Negative binomial maximum likelihood The pdf of a negative binomial is 
$$θ(X=x)= \left( \begin{array}{c}
x+j-1  \\
x  \end{array} \right)(1-θ)^xθ^j,$$
How would I create the likelihood of this function in order to maximize θ?And how does the likelihood change if there is n observations vs. 1 observation?

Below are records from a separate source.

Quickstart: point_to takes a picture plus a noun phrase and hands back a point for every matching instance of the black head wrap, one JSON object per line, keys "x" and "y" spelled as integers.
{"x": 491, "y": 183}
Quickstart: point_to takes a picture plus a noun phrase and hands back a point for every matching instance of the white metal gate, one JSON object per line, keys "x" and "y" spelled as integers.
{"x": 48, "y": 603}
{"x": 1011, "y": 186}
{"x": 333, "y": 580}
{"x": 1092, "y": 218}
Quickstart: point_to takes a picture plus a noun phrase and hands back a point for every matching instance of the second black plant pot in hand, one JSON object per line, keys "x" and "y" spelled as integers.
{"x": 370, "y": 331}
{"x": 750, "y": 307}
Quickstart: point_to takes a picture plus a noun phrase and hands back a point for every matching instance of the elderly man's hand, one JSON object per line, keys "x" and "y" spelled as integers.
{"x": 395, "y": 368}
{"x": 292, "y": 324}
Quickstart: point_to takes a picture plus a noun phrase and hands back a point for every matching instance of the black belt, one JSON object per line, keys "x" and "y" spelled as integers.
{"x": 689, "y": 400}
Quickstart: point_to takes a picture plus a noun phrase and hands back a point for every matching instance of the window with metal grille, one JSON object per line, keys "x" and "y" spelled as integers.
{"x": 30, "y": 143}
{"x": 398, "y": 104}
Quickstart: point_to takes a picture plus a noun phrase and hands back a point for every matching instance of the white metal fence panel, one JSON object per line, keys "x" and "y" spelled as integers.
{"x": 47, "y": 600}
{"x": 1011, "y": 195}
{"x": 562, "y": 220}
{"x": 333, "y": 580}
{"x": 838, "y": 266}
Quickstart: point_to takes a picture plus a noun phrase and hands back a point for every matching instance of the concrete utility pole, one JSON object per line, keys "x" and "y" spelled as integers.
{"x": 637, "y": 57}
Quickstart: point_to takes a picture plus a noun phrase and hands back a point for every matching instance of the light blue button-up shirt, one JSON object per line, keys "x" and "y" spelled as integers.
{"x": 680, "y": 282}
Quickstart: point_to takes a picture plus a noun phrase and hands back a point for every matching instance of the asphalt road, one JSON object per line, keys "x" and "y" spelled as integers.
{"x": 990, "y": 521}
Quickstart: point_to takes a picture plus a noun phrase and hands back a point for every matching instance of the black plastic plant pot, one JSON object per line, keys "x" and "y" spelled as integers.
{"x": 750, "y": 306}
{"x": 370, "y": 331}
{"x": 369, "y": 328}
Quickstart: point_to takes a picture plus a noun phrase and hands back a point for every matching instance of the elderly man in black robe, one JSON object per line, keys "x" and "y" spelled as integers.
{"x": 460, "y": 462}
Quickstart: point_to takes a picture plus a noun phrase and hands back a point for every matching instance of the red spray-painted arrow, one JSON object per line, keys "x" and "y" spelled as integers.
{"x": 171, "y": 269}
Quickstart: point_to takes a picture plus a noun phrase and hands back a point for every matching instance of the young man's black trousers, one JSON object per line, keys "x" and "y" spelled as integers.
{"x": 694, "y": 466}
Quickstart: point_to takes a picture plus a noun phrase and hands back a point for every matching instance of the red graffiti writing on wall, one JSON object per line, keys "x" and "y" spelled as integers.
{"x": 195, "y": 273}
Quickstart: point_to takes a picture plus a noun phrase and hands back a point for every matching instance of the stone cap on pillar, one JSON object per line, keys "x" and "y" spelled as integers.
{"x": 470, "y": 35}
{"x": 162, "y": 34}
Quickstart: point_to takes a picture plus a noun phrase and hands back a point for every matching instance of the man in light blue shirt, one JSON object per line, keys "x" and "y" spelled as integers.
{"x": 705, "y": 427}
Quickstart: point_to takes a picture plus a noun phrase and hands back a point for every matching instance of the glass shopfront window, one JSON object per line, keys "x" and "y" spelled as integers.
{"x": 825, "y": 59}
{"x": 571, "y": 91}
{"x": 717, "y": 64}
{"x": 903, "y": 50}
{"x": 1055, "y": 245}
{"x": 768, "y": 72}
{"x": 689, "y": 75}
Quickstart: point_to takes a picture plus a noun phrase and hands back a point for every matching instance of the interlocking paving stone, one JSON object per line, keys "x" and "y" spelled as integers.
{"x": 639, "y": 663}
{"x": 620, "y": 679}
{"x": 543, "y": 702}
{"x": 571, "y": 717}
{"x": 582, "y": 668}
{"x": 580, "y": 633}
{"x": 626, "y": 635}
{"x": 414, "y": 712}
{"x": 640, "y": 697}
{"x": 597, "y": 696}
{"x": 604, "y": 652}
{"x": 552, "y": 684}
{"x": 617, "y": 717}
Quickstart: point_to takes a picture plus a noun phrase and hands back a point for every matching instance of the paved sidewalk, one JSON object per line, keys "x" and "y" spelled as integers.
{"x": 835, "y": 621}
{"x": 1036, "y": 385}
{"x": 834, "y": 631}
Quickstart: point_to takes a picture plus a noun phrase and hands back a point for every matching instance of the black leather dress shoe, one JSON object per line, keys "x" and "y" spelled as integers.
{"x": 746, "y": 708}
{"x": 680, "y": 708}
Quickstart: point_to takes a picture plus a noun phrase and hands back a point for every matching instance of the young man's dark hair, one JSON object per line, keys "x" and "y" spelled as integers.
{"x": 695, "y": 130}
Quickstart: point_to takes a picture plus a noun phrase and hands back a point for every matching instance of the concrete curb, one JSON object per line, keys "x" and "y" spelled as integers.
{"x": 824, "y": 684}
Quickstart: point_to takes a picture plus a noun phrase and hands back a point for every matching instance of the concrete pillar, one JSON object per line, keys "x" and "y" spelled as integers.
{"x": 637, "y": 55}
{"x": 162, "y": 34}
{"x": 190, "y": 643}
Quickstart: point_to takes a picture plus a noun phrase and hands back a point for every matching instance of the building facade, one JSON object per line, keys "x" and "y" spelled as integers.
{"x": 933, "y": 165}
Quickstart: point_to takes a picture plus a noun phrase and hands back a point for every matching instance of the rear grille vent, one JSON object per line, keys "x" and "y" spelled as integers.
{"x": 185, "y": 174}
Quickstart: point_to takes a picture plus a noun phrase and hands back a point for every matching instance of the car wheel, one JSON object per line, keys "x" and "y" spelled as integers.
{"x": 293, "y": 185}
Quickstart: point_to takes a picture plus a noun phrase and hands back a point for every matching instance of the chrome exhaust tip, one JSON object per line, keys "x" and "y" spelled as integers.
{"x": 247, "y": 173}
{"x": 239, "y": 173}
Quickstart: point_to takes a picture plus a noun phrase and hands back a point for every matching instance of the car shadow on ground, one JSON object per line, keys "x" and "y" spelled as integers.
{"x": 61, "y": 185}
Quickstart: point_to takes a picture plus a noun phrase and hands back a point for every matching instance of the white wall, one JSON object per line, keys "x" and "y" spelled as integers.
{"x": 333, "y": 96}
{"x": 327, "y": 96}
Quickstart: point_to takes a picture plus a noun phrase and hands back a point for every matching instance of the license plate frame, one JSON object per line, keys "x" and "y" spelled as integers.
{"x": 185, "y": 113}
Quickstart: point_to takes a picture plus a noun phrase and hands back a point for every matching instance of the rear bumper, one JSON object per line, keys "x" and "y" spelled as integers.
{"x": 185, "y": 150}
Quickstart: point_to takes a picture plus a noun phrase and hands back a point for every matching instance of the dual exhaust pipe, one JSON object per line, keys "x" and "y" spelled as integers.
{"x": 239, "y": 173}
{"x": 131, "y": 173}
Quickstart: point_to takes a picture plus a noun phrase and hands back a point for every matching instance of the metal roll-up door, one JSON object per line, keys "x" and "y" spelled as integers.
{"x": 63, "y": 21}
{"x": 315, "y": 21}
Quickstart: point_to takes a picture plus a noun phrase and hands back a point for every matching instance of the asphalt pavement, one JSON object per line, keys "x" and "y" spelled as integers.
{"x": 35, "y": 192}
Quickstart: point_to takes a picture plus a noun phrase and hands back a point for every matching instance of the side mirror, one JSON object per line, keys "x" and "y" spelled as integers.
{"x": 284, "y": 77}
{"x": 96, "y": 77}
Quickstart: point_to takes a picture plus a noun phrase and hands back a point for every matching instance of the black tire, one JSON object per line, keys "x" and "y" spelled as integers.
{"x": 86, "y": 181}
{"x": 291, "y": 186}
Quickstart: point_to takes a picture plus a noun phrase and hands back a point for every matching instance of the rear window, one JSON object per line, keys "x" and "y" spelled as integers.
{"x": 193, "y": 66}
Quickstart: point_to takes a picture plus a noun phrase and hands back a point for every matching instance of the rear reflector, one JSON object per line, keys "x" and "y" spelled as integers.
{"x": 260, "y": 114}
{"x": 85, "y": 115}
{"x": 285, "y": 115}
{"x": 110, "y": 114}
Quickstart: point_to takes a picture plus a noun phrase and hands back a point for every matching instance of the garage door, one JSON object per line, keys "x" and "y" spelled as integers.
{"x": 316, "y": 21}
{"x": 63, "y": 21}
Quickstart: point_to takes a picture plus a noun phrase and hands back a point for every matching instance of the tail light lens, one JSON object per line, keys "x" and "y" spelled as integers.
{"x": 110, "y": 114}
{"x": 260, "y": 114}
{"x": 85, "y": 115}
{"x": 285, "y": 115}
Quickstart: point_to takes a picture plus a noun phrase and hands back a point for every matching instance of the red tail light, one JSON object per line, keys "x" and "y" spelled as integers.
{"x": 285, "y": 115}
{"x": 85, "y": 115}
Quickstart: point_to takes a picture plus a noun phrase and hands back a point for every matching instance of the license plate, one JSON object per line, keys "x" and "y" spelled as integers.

So far, I have that the likelihood is 
∏ (j + x − 1 C x)θ^j(1-θ)^x
which is simplified to (through the derivative of the log-likelihood)
=jnlnθ+∑Xln(1-θ)
Meaning that jn/θ=∑X/1-θ
I solved for theta and have:
θ-hat= jn/(jn+∑x)
Is there something wrong? If so, where?

Something extra:
(The alternative pdf is $$P(X=x|j,θ)= \binom{x-1}{j-1}θ^{j}(1-θ)^{x-j}$$
would it yield the same likelihood?)
 A: You are using the PDF
$$P(X = x|j, \theta)
= {x + j - 1 \choose x}\theta^j(1-\theta)^{x},$$
for $x = 0, 1, \dots$, where $x$ is the number of
failures observed before seeing the $j$th success
and $\theta$ is the probability of success on any
one trial. I am being fussy about writing everything
out in full, because (as you will see) every detail
is important here.
With data $X_1, X_2, \dots, X_n,$
you set the partial derivative of the loglikelihood 
function equal to $0$ to find the estimator
$$\hat \theta = \frac{jn}{jn + T},$$
where $T = \sum_{i=1}^n x_i,$ which is the total number
of failures seen while waiting for $nj$ successes.

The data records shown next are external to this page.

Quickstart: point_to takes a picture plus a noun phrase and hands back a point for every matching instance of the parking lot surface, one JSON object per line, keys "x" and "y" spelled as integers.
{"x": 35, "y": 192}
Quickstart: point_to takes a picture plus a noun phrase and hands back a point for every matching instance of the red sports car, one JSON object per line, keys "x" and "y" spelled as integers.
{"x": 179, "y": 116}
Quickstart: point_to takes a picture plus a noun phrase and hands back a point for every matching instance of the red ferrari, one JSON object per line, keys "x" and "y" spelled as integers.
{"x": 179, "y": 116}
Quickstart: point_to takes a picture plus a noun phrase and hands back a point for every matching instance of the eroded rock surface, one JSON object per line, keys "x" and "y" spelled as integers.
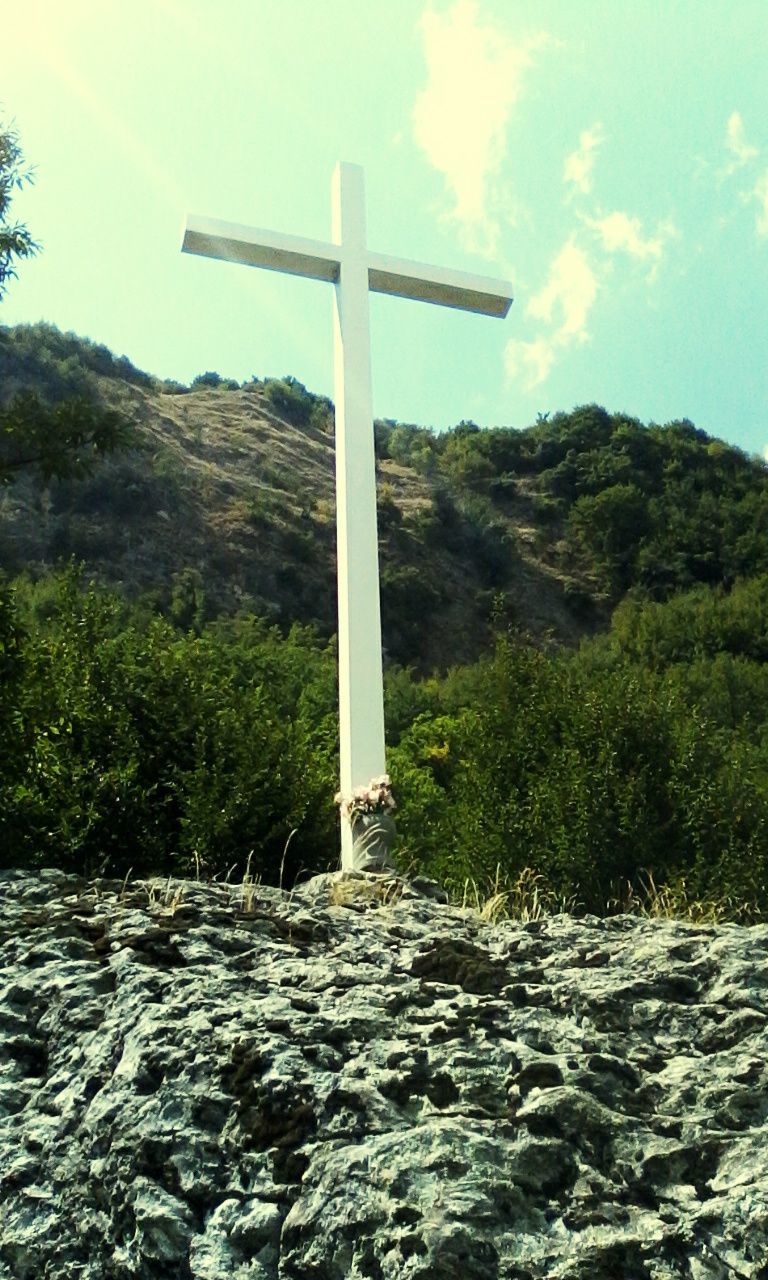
{"x": 357, "y": 1080}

If I read the notes on your derivation correctly, I think
you did it correctly. 
Furthermore, this estimator of $\theta$ makes sense,
because the numerator is the number of successes observed
and the denominator is the total number of trials
performed.

Now to try to clear up some of your additional questions
in the original post and arising from Comments.

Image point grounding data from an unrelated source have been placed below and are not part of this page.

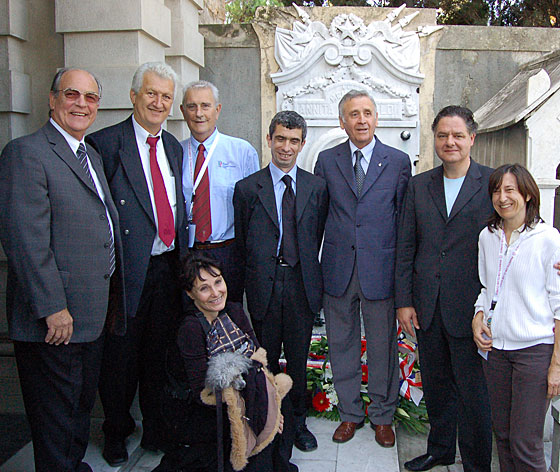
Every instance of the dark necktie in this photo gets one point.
(82, 157)
(359, 171)
(201, 204)
(166, 224)
(289, 246)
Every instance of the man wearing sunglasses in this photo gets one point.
(59, 230)
(143, 166)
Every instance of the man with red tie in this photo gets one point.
(213, 163)
(143, 165)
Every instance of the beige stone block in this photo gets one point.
(150, 16)
(13, 18)
(15, 92)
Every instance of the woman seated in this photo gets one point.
(192, 423)
(516, 324)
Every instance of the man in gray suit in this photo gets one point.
(366, 181)
(59, 229)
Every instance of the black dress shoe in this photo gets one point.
(305, 441)
(427, 462)
(114, 451)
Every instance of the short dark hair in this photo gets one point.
(461, 112)
(288, 119)
(191, 266)
(527, 188)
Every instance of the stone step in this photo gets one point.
(361, 454)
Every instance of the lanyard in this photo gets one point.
(504, 263)
(209, 155)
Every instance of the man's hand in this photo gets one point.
(553, 380)
(408, 319)
(60, 327)
(482, 334)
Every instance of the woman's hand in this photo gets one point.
(482, 334)
(553, 380)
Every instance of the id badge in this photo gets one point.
(192, 232)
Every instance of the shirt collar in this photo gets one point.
(207, 142)
(142, 133)
(367, 151)
(277, 173)
(71, 140)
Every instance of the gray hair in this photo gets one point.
(349, 96)
(159, 68)
(201, 84)
(55, 85)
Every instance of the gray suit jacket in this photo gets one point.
(436, 253)
(362, 229)
(54, 231)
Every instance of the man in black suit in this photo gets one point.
(143, 167)
(280, 214)
(59, 229)
(436, 287)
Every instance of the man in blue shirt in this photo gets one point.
(212, 164)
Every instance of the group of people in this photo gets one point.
(129, 254)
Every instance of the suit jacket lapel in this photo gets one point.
(63, 150)
(471, 185)
(266, 195)
(132, 164)
(344, 163)
(377, 165)
(303, 192)
(435, 187)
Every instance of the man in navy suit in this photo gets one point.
(60, 231)
(280, 214)
(366, 181)
(436, 286)
(143, 166)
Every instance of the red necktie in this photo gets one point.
(166, 225)
(201, 204)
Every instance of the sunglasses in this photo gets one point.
(74, 95)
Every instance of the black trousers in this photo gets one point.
(137, 359)
(456, 396)
(288, 322)
(59, 384)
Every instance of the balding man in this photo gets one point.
(213, 163)
(59, 229)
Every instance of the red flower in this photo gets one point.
(364, 373)
(321, 402)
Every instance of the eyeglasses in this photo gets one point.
(73, 95)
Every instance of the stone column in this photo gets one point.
(185, 55)
(111, 39)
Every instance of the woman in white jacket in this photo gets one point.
(517, 317)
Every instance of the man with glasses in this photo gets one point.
(143, 167)
(59, 230)
(212, 164)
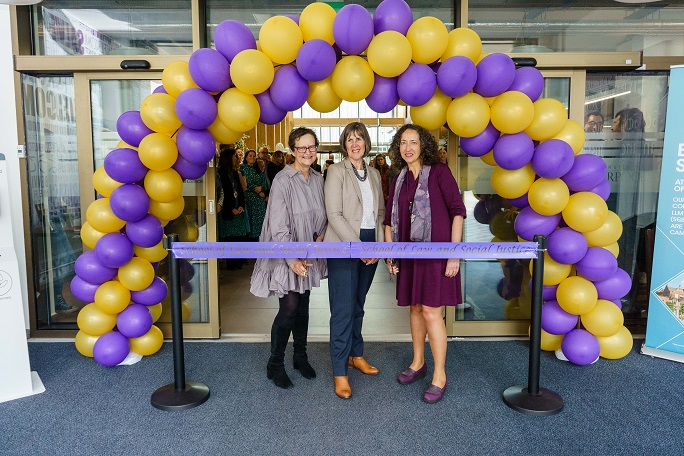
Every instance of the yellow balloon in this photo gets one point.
(176, 78)
(512, 183)
(316, 22)
(149, 343)
(104, 185)
(90, 235)
(465, 42)
(606, 234)
(604, 320)
(137, 274)
(280, 39)
(94, 322)
(389, 54)
(167, 211)
(155, 310)
(549, 119)
(577, 295)
(489, 158)
(468, 115)
(164, 186)
(352, 78)
(151, 254)
(322, 96)
(158, 112)
(239, 111)
(554, 273)
(223, 134)
(616, 346)
(157, 151)
(428, 37)
(512, 112)
(101, 217)
(85, 343)
(548, 196)
(573, 134)
(432, 115)
(252, 71)
(112, 297)
(586, 211)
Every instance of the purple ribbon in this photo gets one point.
(410, 250)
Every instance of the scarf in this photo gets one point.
(421, 222)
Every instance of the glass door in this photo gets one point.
(109, 97)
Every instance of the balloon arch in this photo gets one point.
(323, 57)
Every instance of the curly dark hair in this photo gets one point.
(428, 147)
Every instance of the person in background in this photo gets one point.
(355, 210)
(296, 214)
(424, 205)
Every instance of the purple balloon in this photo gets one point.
(495, 74)
(557, 321)
(587, 172)
(89, 268)
(269, 113)
(111, 348)
(602, 189)
(482, 143)
(131, 128)
(456, 76)
(552, 158)
(529, 81)
(82, 290)
(392, 15)
(134, 321)
(130, 202)
(114, 250)
(353, 29)
(196, 108)
(152, 295)
(417, 84)
(383, 96)
(188, 170)
(567, 246)
(598, 264)
(210, 70)
(614, 287)
(146, 232)
(580, 347)
(232, 37)
(528, 223)
(513, 151)
(316, 60)
(124, 165)
(196, 146)
(289, 89)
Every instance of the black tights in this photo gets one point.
(292, 305)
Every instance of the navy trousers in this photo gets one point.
(349, 280)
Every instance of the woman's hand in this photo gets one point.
(299, 267)
(453, 266)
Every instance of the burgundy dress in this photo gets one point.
(423, 281)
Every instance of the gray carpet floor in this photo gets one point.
(631, 406)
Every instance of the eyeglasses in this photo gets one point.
(303, 149)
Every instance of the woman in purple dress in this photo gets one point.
(424, 205)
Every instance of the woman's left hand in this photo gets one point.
(453, 266)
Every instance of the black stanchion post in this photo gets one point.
(180, 395)
(533, 400)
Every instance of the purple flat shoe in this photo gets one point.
(410, 376)
(434, 394)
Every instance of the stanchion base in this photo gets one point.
(169, 398)
(545, 403)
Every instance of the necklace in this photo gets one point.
(365, 172)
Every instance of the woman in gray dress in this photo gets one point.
(295, 213)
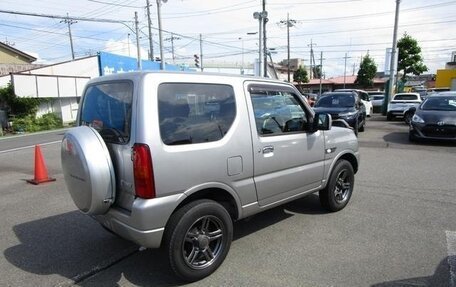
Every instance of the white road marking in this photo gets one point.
(30, 146)
(451, 245)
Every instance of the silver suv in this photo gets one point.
(172, 159)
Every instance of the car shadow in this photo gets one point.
(442, 277)
(77, 248)
(403, 138)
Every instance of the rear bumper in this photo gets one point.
(433, 132)
(145, 224)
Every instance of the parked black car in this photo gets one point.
(435, 118)
(346, 106)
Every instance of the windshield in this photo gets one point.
(336, 100)
(440, 104)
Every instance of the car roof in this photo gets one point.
(446, 93)
(401, 94)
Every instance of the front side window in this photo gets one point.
(107, 108)
(439, 104)
(195, 113)
(277, 112)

(1) What changes if $n = 1$? There is no product sign
in the likelihood and so summation sign in the equation to
solve for the estimator. The estimator becomes 
$\hat \theta = j/(j + x).$ Again the estimator is the
ratio of the number $j$ of successes to the total number
of trials until those $j$ successes are observed.
2) If you change to the alternative PDF, the estimator
will still be the number $nj$ of success divided by the total
number of trials necessary to to observe them. However, the
equation will not look the same, because this is the PDF
of a different random variable. Now $X$ is defined as the
total number of $trials$ (not $failures$) until $nj$
successes are seen. This random variable takes values
$x = j,\, j+1,\, j+2,\, \dots.$
3) Your answer is not the same as the one in Wikipedia
because the random variable there counts the number of
$successes$ until (in your notation) $nj$ failures are
observed. (I frequently refer questioners to Wikipedia,
but not always. Sometimes is is not at the right level,
has confusing notation, or formulates an issue in
a different way than in the problem posted. Sometimes Wikipedia
is helpful, sometimes not; here I think not.)
Please check everything here. I am not the world's
best proofreader. And leave a Comment for me if there
are unresolved issues about your question. I, or
someone else, will try to help.